In a demonstration, Microsoft showed how a consumer could use a self-generated InfoCard to log in to a car rental site and then use a separate InfoCard from a membership group to get a discount on the rental.

Microsoft acknowledged that replacing passwords is something that needs to be done at the system level, but Gates said the company is also working on technologies to enable various identity systems used on the Internet to work together, something it calls the Identity Metasystem.

Gates also touted several of the other security capabilities that will be part of Windows Vista. In a demo, Microsoft showed its anti-spyware technology as well as a new mode that runs Internet Explorer in its own “sandbox” so that Internet code can't cross over into the rest of a PC.

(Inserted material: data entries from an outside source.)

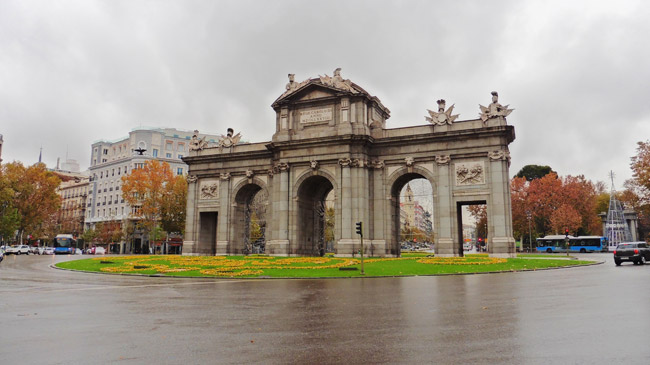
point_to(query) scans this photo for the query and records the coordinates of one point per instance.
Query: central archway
(311, 200)
(250, 221)
(400, 213)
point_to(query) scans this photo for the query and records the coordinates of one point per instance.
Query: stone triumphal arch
(331, 140)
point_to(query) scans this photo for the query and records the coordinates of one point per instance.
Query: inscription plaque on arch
(315, 115)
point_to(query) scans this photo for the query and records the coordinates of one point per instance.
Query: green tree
(157, 196)
(532, 172)
(33, 195)
(174, 205)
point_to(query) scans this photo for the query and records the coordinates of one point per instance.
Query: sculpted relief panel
(209, 190)
(319, 115)
(470, 173)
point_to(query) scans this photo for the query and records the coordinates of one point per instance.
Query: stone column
(378, 208)
(346, 244)
(279, 244)
(445, 246)
(225, 216)
(190, 238)
(501, 241)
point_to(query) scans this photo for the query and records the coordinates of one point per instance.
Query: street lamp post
(530, 235)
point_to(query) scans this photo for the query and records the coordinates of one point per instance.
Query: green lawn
(306, 267)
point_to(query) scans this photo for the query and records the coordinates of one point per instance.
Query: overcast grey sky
(576, 72)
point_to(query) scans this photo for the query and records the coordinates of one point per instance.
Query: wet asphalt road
(589, 315)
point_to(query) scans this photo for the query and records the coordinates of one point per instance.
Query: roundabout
(259, 266)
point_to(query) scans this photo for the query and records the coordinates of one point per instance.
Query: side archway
(249, 216)
(396, 182)
(311, 195)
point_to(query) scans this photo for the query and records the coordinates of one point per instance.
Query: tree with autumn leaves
(158, 196)
(554, 204)
(28, 201)
(637, 190)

Michael Coates, whose title is, if you can believe this, “Microsoft Pragmatic Evangelist”, has been posting on identity with his colleagues over at the Mix06 Blog. It looks like identity will really be a theme at MIX. The Web has an Identity Crisis describes some of the issues created by the lack of an identity layer on the Web.

The site also has a piece on InfoCard by Steven Woodward called InfoCard : A standards-based approach to User Authentication. Steven is a “Technical Evangelist”, but he still has a pretty pragmatic head on his technical shoulders…

Anyway, I'm looking forward to this since several of us will be speaking there and I'll be hanging out along with Steven and Michael to talk about identity. I'll pass on more info when I have the agenda.